# [SOLVED] MacOSX Mail : Unable to verify signature



## Mike26April (Mar 31, 2021)

When opening a digitally signed email from 1 particular sender, using Mac Mail, while running MacOS 11 (Big Sur) with the latest updates, I'm encountering the following warning:









Regretfully the reason why the digital signature is deemed incorrect by Mac Mail is not stated.
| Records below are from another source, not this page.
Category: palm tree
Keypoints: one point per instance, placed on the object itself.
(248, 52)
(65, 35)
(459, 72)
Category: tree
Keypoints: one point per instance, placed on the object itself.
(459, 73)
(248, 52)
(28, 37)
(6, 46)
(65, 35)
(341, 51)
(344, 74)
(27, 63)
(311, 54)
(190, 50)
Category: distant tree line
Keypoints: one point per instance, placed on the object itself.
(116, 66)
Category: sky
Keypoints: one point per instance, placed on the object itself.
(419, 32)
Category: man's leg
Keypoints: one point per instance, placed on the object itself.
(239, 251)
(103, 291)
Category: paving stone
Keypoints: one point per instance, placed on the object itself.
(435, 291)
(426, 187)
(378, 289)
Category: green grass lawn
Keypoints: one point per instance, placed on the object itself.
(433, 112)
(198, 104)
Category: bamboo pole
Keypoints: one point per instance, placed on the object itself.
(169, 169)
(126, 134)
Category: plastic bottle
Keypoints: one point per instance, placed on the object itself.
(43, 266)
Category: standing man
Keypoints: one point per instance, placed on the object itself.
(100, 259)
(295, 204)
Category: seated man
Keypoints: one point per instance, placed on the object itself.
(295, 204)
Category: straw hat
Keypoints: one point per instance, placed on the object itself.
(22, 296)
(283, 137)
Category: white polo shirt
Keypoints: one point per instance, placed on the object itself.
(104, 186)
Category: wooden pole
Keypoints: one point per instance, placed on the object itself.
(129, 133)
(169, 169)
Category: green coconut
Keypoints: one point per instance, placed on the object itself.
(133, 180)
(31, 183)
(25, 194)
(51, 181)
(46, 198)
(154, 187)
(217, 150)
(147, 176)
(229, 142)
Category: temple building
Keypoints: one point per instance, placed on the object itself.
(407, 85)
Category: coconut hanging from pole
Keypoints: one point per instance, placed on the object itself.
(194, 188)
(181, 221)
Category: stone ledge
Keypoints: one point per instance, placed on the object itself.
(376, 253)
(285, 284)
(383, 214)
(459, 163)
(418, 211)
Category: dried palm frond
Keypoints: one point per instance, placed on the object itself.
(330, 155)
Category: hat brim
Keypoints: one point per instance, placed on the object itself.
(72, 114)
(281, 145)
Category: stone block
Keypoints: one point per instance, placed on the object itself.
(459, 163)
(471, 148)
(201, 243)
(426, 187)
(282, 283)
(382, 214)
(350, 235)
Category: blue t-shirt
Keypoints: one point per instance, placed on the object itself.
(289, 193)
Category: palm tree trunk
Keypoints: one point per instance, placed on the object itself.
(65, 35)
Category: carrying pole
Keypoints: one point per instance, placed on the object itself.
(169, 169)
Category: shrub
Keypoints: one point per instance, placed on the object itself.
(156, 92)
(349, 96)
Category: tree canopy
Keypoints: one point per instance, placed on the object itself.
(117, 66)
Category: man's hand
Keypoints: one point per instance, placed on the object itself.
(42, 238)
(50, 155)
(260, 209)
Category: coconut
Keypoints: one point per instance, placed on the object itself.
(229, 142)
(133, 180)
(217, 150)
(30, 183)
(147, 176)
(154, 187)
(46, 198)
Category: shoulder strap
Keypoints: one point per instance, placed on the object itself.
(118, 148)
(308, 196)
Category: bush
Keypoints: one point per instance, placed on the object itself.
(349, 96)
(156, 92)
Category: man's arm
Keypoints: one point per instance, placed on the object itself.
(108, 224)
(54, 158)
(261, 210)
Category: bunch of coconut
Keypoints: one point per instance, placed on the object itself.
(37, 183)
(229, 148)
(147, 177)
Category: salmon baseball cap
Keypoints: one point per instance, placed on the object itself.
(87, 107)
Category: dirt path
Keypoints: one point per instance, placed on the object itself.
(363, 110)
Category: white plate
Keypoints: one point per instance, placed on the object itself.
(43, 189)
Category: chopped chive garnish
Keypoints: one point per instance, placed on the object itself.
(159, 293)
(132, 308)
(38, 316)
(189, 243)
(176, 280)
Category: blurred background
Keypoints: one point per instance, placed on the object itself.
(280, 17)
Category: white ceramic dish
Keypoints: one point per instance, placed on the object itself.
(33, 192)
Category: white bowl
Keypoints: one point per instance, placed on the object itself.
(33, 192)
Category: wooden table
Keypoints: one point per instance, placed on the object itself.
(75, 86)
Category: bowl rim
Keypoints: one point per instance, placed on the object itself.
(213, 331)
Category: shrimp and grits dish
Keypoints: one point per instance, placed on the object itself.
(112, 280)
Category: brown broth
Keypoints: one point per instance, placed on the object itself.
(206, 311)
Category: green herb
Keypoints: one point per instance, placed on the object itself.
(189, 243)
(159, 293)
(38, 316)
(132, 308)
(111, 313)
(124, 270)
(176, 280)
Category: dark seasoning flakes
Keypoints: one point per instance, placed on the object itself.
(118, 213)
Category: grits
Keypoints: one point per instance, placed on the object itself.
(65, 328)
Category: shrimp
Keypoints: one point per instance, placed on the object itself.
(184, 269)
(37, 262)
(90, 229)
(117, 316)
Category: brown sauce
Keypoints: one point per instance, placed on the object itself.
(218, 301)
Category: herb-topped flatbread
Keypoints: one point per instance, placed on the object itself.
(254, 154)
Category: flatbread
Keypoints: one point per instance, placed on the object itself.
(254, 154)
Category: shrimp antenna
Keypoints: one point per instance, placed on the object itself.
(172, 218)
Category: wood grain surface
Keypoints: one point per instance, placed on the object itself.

What I've ruled out thus far:
1) The used S/MIME certificate is still valid and not revoked
2) The Issuing CA and the corresponding trust-chain are present in the Mac key-chain
3) The email highly likely did not get manipulated once sent or received, as the mail travels from and to the same mailserver, and not inspection software or hardware is installed
4) The email digital signature did not get corrupted just for this particular email, as other emails from the same user also give the same warning

What I further more observe:
a) The same email when opened on a Windows 10 system with Outlook does not give a warning
b) The same email when opened on Outlook online does not give a warning
c) The same email when opened on Outlook for Mac on the same Macbook also gives the same warning, but also does not specify what's exactly wrong
d) Other digitally signed emails using the same S/MIME certificate provider (GlobalSign) are not being flagged

Does anybody have any ideas on what might be wrong in the Mac and/or MacMail settings that's causing this particular warning and more importantly hot to possibly resolve?


----------



## spunk.funk (May 13, 2010)

See if this helps Unable to Verify Message Signature (when … - Apple Community


----------



## Mike26April (Mar 31, 2021)

Solved it 

It's a bug in MacMail

To summarize what causes the bug:
When an email gets clear text digitally signed with a valid S/MIME certificate, and its sent to an Exchange server, and MacMail fetches the signed email, then MacMail preview pane cannot validate digital signature.

When using opaque digital signing then MacMail can validate the digital signature in the preview pane.

The solution for now is: switch off clear text signing in Outlook.
The downside of opaque signing is that less advanced mail clients will display the digitally signed email as an smime.p7m attachment.


----------